Okay, I get it, there are SO many things that your new product will do, and you think your users want it all. They want the chat function from Facebook, the wayfinding application of Foursquare, the reviews of Yelp, and the ability to facetime with a monkey in the Chilean jungle. Your users are always going to want additional features, and there will always be requests, but do these new features belong in your product? Is your product going to become watered down because it is bloated? YES.
A great product is SIMPLE—especially an MVP.
It does one thing extremely well—and it is known for that one thing. This is especially true for an initial release because your users don’t know the product, and you don’t want them confused. If your MVP includes so many features that the app takes five analogies to understand, this is a red flag and the product may contain too much for the first release.

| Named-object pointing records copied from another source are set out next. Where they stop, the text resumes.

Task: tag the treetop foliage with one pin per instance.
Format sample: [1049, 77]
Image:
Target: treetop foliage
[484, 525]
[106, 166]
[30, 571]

Great, it’s also bloated and may be three products. This concept has been preached everywhere—simplify, simplify, simplify. Doing too much in an initial release will ruin feedback loops, confuse your users, and fog the business strategy. If your product has too many features, your product team will have a hard time optimizing for any individual experience or business metric.
Bloated products create fragmented user groups that leads to fractured feedback loops.

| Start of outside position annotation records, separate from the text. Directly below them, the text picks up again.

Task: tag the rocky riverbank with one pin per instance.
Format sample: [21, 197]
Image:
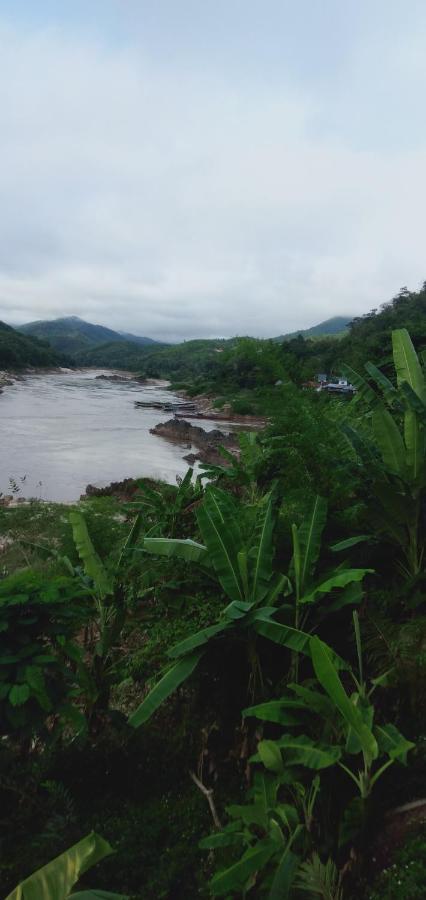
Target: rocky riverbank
[5, 380]
[207, 443]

Pinpointing the why behind a bloated product’s review will be difficult. Did they like the chat function, the facetime with the monkey, or the reviews? Was the user experience confusing? Why didn’t they convert at the point of sale? Why did they bounce? Which part of the application did they like or hate? Bloated products create foggy answers to these questions. Simple products are straightforward.
The idea is not to put everything in the first release and see what sticks. It will confuse your users and is the Mobile Product Building Mistake #3.